Zingg is thrilled to announce the kickoff of our Community Events, starting September 26! This exciting series of events is designed to bring our rapidly expanding community together—now 650 members strong—to discuss the latest breakthroughs in data science, data, and open-source technologies.
We’re launching with a bang by hosting Sem Sinchenko—a Zingg Contributor, OSS aficionado, and PPMC at Apache GraphAr. Sem will take us on a deep dive into one of the most revolutionary changes in distributed computing: Spark-Connect.
Whether you’re a seasoned data engineer or just dipping your toes into the world of big data, this session is bound to 'spark' fresh ideas!
📅 Date: September 26, 2024
🕒 Time: 4:00 PM UTC
📍 Virtual Event: Reserve your spot
Sem will explore the Spark architecture, providing insights into query execution and diving into the Spark-Connect. He’ll explain how Spark-Connect untangles the complexities of the old architecture, opening new doors for PySpark users, and demonstrate how to create a Spark-Connect plugin for JVM libraries using low-level Spark APIs.
If you’ve worked with Apache Spark, you already know how powerful it is when handling large-scale data processing. However, even with all its power, Spark’s tightly coupled architecture presents challenges, especially for flexible, language-agnostic solutions. Spark Connect aims to address the following issues in Apache Spark.

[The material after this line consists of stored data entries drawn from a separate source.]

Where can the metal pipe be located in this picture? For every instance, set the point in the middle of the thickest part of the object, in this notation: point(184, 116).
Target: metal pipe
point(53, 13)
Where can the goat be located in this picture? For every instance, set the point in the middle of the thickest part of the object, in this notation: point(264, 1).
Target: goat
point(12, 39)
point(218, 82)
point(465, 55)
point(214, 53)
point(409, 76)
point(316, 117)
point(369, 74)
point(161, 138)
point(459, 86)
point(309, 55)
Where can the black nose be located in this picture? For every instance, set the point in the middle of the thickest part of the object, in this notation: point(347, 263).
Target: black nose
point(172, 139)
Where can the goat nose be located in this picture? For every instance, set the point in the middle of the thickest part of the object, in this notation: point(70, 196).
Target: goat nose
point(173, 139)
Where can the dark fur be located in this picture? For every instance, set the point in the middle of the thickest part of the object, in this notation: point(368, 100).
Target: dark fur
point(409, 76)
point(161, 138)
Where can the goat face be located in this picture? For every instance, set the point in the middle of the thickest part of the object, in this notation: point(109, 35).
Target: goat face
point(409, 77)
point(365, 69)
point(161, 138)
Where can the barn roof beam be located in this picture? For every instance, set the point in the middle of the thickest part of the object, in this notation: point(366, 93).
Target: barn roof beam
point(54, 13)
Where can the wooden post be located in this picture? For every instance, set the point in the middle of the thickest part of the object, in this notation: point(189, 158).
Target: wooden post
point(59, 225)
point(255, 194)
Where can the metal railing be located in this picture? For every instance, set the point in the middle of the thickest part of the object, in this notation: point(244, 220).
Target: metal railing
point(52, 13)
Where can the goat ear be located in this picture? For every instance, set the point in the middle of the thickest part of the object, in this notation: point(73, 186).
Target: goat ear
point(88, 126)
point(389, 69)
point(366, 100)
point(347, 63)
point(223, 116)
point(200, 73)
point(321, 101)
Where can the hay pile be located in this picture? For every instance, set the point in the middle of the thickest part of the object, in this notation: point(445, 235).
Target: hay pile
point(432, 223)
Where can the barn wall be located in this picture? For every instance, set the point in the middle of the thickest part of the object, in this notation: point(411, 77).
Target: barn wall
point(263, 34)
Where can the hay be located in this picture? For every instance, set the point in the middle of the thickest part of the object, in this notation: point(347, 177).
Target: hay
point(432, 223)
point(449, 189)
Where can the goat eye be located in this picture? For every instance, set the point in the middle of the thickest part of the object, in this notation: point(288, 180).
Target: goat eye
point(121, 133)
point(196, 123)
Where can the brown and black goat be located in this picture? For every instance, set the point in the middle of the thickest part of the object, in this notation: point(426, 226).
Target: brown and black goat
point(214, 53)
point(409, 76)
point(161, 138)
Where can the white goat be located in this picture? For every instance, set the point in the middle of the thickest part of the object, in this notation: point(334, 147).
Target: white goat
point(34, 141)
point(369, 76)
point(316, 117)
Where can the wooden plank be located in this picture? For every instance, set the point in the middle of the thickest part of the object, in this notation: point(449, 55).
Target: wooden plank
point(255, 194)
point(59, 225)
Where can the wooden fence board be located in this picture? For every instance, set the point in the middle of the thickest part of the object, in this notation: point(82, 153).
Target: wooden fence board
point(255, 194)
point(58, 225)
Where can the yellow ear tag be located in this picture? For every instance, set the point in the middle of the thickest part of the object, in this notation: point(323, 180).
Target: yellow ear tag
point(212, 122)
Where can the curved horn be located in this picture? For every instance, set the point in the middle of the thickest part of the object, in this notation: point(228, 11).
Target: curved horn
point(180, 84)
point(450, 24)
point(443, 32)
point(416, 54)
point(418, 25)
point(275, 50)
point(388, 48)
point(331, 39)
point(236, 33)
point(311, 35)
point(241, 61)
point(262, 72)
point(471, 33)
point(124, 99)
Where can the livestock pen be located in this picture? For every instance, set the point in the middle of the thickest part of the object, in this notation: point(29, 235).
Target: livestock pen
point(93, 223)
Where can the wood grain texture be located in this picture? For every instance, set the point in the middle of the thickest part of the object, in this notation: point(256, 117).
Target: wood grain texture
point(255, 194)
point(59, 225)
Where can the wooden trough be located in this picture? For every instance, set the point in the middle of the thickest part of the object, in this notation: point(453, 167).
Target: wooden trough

The traditional Spark architecture relies on a monolithic driver that runs client applications directly on top of the scheduler, optimizer, and analyzer. This design complicates the execution of applications, especially in interactive environments like notebooks and IDEs, where a long-running Spark session is required. If the client machine running the driver fails or is stopped, it results in the abrupt termination of all associated Spark jobs, leading to significant disruptions.
Since all applications run on the same driver, any application that consumes excessive memory can lead to critical exceptions, such as out-of-memory errors, which can crash the entire Spark cluster. This lack of isolation means that one poorly performing application can impact all other users sharing the same cluster.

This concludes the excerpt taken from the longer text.